CPU Core i5-2450M 2.50GHz (linpack reports 19 GFLOPS for a single core)
  Checking CPU/compiler combo for floating point determinism...
    ..checking quick reverse square root using Carmack's method..
      ..ok, in 40 (pure 14.6) seconds (0.146 GFLOPS)
      ..md5 checksum = E1F449F174DB646E7D3075870D37BD4F
    ..checking SSE SIMD4 1/sqrt(x)..
      ..ok, in 31 (pure 5.32) seconds (0.4 GFLOPS)
      ..md5 checksum = 7BA70F1439D5E2955151CC565477E924
    ..checking 1/sqrt(x)..
      ..ok, in 48 (pure 21.6) seconds (0.0987 GFLOPS)
      ..md5 checksum = 7BA70F1439D5E2955151CC565477E924
    ..checking SSE SIMD4 RSQRTPS (packed quick reverse square root)..
      ..ok, in 27 (pure 1.22) seconds (1.74 GFLOPS)
      ..md5 checksum = F881C03FB2C6F5BBDFF57AE5532CFFFD
    ..checking rsqrt (whatever implementation Chentra uses, a single-float SSE RSQRTSS on x86)..
      ..ok, in 32 (pure 6.88) seconds (0.309 GFLOPS)

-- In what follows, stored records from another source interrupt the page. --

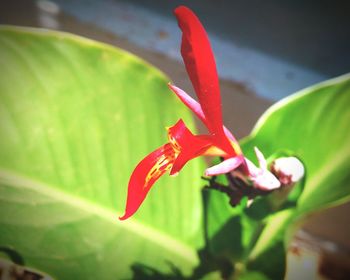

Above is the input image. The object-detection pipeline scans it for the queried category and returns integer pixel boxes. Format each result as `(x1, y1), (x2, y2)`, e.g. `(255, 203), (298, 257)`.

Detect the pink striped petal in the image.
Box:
(205, 156), (244, 176)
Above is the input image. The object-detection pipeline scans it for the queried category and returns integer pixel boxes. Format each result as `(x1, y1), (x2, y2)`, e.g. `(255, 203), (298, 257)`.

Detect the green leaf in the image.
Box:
(205, 75), (350, 279)
(243, 75), (350, 213)
(243, 75), (350, 279)
(0, 26), (203, 279)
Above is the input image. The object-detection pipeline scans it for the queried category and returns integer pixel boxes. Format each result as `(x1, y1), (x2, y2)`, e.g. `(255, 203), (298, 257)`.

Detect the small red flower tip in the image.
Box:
(119, 143), (175, 220)
(174, 6), (233, 153)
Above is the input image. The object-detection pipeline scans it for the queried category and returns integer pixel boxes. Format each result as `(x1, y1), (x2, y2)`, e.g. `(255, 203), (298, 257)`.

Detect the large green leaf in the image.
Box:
(0, 27), (203, 279)
(205, 75), (350, 279)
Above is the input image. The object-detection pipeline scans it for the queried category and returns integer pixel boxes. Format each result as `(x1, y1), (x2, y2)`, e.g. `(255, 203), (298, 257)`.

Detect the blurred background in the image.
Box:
(0, 0), (350, 274)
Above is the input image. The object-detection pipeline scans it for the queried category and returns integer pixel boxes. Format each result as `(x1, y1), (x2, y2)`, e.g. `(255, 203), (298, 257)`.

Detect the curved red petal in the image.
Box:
(119, 143), (175, 220)
(175, 6), (222, 133)
(168, 83), (237, 142)
(174, 6), (234, 154)
(168, 119), (212, 175)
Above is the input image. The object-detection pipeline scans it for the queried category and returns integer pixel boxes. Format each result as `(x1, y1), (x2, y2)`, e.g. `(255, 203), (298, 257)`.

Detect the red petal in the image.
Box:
(168, 83), (237, 143)
(119, 144), (175, 220)
(175, 6), (233, 153)
(168, 119), (212, 175)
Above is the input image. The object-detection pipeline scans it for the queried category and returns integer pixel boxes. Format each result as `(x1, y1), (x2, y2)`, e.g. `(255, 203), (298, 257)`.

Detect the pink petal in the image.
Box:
(205, 156), (244, 176)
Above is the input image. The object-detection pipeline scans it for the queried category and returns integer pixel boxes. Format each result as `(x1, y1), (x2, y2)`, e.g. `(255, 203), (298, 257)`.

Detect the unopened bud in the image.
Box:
(270, 157), (305, 185)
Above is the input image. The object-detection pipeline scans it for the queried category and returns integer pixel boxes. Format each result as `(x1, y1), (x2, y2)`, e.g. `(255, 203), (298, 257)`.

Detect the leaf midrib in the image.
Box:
(0, 168), (197, 265)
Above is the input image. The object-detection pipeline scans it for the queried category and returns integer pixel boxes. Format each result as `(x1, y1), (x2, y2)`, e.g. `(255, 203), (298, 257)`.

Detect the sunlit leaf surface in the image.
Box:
(209, 75), (350, 279)
(0, 27), (203, 279)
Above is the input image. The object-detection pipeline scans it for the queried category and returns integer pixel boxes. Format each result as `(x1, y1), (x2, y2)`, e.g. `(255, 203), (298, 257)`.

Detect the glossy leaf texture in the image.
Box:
(208, 75), (350, 279)
(0, 27), (205, 279)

      ..md5 checksum = F881C03FB2C6F5BBDFF57AE5532CFFFD
    ..checking x * Pi (typed const)..
      ..ok, in 57 (pure 6.3) seconds (0.665 GFLOPS)
      ..md5 checksum = 9CA6E7B818FA046C3DAE722C35196729
    ..checking x * 3.141592653589793 (inline const)..
      ..ok, in 57 (pure 6.79) seconds (0.618 GFLOPS)
      ..md5 checksum = 0FC3738303DEA3CFC8C6F7AFBF585BE6
    ..checking x * float(3.141592653589793) (inline const with type-cast)..
      ..ok, in 56 (pure 5.9) seconds (0.711 GFLOPS)
      ..md5 checksum = 9CA6E7B818FA046C3DAE722C35196729

    
    
    
Raspberry Pi 3:    
CPU ARMv7 rev 4 (v7l)
  x4 logical cores
  Checking CPU/compiler combo for floating point determinism...
    ..checking quick reverse square root using Carmack's method..
      ..ok, in 890 (pure 271) seconds (0.00787 GFLOPS)
      ..md5 checksum = E1F449F174DB646E7D3075870D37BD4F
    ..checking 1/sqrt(x)..
      ..ok, in 722 (pure 103) seconds (0.0206 GFLOPS)
      ..md5 checksum = 7BA70F1439D5E2955151CC565477E924
    ..checking rsqrt (whatever implementation Chentra uses, a single-float SSE RSQRTSS on x86)..
      ..ok, in 890 (pure 271) seconds (0.00787 GFLOPS)
      ..md5 checksum = E1F449F174DB646E7D3075870D37BD4F
    ..checking x * Pi (typed const)..
      ..ok, in 1294 (pure 75.6) seconds (0.0555 GFLOPS)
      ..md5 checksum = 9CA6E7B818FA046C3DAE722C35196729
    ..checking x * 3.141592653589793 (inline const)..
      ..ok, in 1331 (pure 112) seconds (0.0373 GFLOPS)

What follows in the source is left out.